Up to 60 per cent of Taliban financing, it was discovered, came from narcotics. Once the decision was made to target drug labs, the Drug Enforcement Administration (DEA), US Treasury, State Department, Conway’s team and more, worked to identify those labs.
When the strikes were imminent, Conway was sent from the relative comfort and safety of Qatar into Afghanistan.
“After doing a lot of the intelligence work, I was sent forward to Afghanistan to provide information to the generals as to why we were hitting certain places, the intelligence behind it, how we knew the targets were narcotics refineries, and so on. In a 24-hour period we hit seven narcotics labs and one command and control node, as part of the beginning of a larger campaign. We had issues with weather, so things took longer than expected.
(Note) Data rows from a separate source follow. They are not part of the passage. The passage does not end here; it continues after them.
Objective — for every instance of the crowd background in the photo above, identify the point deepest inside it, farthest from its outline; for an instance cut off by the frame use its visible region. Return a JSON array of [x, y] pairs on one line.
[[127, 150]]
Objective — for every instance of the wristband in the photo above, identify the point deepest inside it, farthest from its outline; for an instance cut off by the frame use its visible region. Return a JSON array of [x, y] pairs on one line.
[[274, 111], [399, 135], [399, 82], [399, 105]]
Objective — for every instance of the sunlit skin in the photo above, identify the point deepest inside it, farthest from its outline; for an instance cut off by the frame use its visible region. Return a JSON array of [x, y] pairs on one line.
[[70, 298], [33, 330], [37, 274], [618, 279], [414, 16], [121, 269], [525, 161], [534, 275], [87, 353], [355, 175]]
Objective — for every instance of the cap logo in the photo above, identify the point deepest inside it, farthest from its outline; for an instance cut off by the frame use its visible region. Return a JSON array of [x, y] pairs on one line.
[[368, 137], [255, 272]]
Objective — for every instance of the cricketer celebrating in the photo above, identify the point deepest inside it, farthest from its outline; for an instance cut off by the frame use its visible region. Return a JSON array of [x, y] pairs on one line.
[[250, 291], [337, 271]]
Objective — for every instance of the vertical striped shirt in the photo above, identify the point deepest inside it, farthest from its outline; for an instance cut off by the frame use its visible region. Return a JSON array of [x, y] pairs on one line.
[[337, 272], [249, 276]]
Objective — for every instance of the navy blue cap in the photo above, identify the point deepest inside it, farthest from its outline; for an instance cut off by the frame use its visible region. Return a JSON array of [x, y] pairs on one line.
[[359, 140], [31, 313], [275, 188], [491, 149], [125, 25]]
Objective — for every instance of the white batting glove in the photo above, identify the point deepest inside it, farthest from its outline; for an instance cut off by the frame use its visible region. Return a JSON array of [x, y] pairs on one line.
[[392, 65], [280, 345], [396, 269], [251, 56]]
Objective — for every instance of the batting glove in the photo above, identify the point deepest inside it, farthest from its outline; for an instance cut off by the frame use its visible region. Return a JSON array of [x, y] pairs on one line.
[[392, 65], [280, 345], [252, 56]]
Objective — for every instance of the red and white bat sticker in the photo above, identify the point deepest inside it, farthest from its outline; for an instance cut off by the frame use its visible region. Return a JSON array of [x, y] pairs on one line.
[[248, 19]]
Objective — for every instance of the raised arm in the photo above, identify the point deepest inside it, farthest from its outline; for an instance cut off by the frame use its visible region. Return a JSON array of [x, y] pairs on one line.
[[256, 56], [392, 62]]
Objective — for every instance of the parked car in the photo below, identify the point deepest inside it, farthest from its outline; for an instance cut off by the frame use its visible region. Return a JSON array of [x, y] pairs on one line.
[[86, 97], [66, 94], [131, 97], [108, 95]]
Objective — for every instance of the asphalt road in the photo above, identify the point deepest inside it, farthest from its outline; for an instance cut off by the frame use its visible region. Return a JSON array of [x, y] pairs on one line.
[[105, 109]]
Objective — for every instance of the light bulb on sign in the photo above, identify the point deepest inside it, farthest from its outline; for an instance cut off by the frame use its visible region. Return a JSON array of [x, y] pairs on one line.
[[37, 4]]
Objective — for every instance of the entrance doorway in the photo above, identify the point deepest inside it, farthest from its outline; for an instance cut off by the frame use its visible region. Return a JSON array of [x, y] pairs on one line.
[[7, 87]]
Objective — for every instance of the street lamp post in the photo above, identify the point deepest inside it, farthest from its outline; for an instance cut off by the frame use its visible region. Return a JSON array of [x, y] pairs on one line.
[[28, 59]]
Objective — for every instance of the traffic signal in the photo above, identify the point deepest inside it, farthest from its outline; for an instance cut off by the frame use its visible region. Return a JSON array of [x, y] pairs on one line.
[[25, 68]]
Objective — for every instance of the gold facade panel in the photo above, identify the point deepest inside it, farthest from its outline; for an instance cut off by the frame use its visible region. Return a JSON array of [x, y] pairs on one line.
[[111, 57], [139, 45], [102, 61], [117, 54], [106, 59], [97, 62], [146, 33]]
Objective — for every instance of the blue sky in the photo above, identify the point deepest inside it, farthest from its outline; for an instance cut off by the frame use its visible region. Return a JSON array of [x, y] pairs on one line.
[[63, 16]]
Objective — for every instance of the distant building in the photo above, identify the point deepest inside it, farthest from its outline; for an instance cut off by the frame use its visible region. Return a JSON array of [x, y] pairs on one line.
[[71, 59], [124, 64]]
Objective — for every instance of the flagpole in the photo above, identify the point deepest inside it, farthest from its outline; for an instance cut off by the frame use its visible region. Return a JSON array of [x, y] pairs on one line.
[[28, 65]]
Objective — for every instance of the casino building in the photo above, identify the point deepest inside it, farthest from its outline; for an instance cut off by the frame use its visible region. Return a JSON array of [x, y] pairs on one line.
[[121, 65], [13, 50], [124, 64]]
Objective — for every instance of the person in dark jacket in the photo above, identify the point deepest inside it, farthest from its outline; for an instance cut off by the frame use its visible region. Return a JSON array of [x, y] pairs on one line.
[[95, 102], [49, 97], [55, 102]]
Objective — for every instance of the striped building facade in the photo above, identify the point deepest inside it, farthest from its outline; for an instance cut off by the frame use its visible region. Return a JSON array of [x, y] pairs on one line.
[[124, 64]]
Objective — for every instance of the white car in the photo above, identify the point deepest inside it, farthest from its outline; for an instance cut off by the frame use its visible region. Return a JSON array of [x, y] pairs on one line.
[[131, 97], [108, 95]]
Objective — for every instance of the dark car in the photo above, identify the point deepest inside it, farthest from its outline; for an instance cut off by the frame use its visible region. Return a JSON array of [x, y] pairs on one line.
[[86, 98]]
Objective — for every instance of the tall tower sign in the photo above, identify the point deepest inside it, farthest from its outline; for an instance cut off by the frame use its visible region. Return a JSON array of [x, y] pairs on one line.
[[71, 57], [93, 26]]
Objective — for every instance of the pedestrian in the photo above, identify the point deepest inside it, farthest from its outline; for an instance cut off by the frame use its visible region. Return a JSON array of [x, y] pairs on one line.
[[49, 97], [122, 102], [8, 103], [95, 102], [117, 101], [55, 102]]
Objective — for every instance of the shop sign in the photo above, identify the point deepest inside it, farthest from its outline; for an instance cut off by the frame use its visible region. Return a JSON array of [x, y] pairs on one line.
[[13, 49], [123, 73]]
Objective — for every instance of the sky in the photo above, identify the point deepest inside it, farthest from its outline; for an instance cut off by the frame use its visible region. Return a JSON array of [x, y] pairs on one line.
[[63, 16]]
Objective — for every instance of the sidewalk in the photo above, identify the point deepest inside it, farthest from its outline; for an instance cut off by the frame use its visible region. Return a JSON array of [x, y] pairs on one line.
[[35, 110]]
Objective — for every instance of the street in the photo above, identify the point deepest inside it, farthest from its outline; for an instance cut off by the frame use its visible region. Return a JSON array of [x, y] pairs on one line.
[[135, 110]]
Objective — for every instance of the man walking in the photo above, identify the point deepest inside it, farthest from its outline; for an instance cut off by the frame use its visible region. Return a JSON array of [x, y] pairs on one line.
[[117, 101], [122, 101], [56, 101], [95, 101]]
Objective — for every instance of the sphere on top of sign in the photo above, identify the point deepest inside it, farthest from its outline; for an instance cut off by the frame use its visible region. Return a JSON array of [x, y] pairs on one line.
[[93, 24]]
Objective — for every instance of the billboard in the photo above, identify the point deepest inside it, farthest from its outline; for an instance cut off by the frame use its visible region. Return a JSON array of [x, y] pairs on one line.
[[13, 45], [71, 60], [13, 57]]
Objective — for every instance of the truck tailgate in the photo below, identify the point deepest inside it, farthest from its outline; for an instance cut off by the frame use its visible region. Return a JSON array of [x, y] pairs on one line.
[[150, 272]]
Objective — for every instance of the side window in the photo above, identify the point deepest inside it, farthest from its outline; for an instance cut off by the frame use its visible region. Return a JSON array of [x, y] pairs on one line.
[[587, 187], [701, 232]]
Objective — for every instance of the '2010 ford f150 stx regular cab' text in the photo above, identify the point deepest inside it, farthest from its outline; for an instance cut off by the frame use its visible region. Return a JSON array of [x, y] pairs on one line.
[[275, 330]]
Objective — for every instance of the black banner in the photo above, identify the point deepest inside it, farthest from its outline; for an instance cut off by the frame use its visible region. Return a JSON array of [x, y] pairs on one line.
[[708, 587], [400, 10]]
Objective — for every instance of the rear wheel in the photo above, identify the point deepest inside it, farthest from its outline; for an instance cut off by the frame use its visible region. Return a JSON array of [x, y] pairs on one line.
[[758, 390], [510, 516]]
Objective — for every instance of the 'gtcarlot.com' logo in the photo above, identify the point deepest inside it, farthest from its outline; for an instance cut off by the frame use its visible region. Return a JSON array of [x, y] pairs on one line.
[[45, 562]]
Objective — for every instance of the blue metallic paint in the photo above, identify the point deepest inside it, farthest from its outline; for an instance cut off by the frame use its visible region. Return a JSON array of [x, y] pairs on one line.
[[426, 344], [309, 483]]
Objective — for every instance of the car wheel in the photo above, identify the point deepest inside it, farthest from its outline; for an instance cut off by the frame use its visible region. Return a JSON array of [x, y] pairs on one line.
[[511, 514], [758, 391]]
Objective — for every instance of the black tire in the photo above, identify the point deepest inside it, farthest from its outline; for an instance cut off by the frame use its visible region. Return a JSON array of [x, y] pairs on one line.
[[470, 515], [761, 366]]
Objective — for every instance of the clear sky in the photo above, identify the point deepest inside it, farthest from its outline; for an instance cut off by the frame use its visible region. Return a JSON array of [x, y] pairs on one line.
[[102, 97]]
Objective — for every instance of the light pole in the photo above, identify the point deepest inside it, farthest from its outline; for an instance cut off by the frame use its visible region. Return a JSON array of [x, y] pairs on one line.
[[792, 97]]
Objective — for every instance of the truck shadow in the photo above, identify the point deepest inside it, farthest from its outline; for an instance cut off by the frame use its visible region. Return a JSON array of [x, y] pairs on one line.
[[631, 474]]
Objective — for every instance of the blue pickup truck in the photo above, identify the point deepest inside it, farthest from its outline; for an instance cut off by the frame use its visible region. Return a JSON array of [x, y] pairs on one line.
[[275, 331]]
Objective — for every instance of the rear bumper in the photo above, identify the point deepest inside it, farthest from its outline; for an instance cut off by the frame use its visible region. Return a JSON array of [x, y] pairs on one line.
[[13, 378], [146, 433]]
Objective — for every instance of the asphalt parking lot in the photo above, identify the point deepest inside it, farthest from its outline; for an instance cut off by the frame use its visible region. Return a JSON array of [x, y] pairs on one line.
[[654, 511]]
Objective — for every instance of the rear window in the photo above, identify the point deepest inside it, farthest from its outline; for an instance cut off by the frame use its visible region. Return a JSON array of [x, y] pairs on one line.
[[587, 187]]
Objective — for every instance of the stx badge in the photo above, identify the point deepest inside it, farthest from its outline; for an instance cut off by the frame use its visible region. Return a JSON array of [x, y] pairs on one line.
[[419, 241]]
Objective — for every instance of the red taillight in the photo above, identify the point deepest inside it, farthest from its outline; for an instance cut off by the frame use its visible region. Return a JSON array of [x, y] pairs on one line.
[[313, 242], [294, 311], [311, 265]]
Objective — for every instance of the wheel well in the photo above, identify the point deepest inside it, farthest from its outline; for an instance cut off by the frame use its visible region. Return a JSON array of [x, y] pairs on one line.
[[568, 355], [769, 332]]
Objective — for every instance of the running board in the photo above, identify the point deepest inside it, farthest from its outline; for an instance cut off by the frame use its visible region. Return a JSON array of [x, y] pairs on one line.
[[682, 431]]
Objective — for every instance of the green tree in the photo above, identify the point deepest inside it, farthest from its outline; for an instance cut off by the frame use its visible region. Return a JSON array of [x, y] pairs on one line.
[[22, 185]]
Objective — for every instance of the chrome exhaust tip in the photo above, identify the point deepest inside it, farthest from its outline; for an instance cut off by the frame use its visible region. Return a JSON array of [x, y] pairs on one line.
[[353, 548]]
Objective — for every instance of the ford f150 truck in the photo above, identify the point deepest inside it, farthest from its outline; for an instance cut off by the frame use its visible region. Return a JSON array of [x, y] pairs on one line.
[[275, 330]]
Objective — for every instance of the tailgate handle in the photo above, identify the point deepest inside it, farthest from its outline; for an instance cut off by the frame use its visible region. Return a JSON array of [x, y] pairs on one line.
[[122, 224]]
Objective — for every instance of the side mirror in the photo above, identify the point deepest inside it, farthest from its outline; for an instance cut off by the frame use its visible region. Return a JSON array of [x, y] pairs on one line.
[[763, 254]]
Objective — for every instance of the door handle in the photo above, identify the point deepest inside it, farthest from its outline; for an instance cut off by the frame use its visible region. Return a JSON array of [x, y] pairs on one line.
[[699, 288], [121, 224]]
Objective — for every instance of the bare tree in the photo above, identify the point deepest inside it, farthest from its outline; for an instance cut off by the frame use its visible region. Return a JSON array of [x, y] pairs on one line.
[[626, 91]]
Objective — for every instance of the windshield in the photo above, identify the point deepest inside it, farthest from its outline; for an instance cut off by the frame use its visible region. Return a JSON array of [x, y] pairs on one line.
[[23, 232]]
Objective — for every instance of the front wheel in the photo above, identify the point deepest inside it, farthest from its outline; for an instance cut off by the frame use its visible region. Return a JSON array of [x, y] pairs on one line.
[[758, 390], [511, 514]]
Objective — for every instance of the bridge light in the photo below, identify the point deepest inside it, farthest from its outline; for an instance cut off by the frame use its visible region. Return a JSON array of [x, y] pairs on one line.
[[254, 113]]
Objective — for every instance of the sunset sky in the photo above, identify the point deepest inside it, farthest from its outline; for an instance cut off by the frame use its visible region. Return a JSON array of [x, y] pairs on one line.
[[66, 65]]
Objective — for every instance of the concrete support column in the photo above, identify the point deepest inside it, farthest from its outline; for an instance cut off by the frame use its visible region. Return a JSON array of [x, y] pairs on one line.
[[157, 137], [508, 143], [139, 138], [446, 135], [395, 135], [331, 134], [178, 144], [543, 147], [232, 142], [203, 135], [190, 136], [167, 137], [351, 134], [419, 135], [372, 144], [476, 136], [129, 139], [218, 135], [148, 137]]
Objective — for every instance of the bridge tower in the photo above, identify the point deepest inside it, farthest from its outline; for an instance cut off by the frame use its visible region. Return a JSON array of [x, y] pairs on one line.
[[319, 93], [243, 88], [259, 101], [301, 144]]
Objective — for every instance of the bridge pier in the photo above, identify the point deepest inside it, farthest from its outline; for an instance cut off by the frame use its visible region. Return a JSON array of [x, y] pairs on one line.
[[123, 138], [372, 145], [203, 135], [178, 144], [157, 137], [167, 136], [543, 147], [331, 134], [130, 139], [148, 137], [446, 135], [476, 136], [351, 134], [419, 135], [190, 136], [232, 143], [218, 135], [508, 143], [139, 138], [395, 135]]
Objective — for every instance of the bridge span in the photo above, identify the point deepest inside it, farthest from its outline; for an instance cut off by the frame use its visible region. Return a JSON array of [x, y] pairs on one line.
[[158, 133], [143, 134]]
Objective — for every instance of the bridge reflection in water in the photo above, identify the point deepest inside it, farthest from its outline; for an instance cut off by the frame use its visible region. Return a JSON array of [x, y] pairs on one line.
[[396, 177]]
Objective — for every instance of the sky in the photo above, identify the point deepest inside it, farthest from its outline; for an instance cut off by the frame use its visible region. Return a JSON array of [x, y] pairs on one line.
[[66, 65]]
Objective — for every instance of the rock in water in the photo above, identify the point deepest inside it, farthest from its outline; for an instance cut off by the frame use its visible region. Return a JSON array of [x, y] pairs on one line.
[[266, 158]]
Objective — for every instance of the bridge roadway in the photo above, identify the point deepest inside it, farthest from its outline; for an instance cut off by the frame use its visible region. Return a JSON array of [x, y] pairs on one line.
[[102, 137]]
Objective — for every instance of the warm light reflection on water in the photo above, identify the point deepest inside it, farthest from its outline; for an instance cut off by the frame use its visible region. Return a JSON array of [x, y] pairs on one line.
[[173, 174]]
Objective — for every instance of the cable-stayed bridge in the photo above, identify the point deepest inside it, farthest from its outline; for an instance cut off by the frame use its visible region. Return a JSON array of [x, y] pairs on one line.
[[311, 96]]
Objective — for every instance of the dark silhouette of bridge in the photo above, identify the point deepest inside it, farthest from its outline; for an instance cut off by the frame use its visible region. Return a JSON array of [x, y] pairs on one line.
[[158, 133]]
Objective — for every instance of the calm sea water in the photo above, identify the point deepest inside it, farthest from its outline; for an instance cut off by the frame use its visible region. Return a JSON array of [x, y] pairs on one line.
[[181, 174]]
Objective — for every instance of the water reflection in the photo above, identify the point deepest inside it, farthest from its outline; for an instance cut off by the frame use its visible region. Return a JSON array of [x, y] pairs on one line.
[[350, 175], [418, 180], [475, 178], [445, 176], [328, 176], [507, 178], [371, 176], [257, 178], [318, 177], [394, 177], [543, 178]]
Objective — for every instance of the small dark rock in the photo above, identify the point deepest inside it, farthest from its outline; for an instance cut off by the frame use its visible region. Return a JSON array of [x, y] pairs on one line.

I was only supposed to be there for 10 days, but ended up spending a month in Afghanistan, including Thanksgiving Day.”
Conway’s tour of duty in Qatar and Afghanistan lasted eight months and he returned to his fiancée Brittany, who also worked at the Cook County State’s Attorney’s Office, just eight weeks before talking to INTHEBLACK. By the time he arrives in Australia for CPA Congress, Conway will be a newlywed.
“I suspect at some point I’ll go away again with the military, but that’s years from now,” he says. “The navy has instilled in me a sense of duty and sense of discipline, so I’ve gotten what I wanted in that regard and I’ve had once-in-a-lifetime experiences as well.”
Conway is still a lieutenant in the US Navy Reserve and is also teaching finance at DePaul University in Chicago. He runs a small investment fund and is involved in venture investing.
“I believe in doing public service and I’m certainly proud of the work I did at the prosecutor’s office and with the military,” he says.
“What next? I guess I’ll just have to continue to try to find interesting jobs, but Afghanistan will be hard to beat!”